I think the comments by @JohnCampbell and @RonShepard point out the root cause of the issue. The implemented algorithm performs full-row operations in matrix a when swapping rows (a[[i, row_ind]] = a[[row_ind, i]] in Python and the equivalent of a(k, :) = a(i, :) in Fortran). Since Fortran uses column major memory layout (columns are contiguous in memory), this becomes an inefficient operation. However, by default, numpy arrays are row major (order='C', so that rows are contiguous in memory). As n becomes large, the Fortran becomes very cache inefficient, while the Python routine does not suffer from the same issue.

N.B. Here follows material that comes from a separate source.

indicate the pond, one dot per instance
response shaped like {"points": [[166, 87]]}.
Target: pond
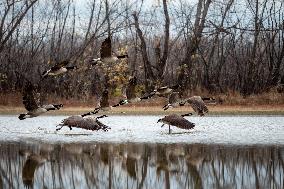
{"points": [[220, 152], [140, 165]]}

It is, however, very easy to change the memory layout of a numpy array, and you can do this to illustrate the problem, i.e. how fast is the Python routine, if we change the memory layout of a to Fortran order?:
def f_order():
a = np.array([[1 / (i + j - 1) for j in range(1, n + 1)] for i in range(1, n + 1)], order = 'F')
b = np.array([1 / (i + 1) for i in range(1, n + 1)])
xf = gauss(a, b)
return a, b, xf
def c_order():
a = np.array([[1 / (i + j - 1) for j in range(1, n + 1)] for i in range(1, n + 1)])
b = np.array([1 / (i + 1) for i in range(1, n + 1)])
xc = gauss(a, b)
return a, b, xc
print("order='F': ", timeit.timeit(f_order, number=3) / 3)
print("order='C': ", timeit.timeit(c_order, number=3) / 3)
With n=1024 I get:
order='F': 9.011245
order='C': 4.227592
and with n=2048:
order='F': 84.46075615
order='C': 25.5663385
The algorithm you implemented is exactly the same in Python and Fortran, and the algorithm performs full-row operations. If memory layout is row-major, the algorithm is efficient (Python with default or order='C'), however, if the memory layout is column-major, the algorithm is inefficient (Python with order='F', or the default in Fortran).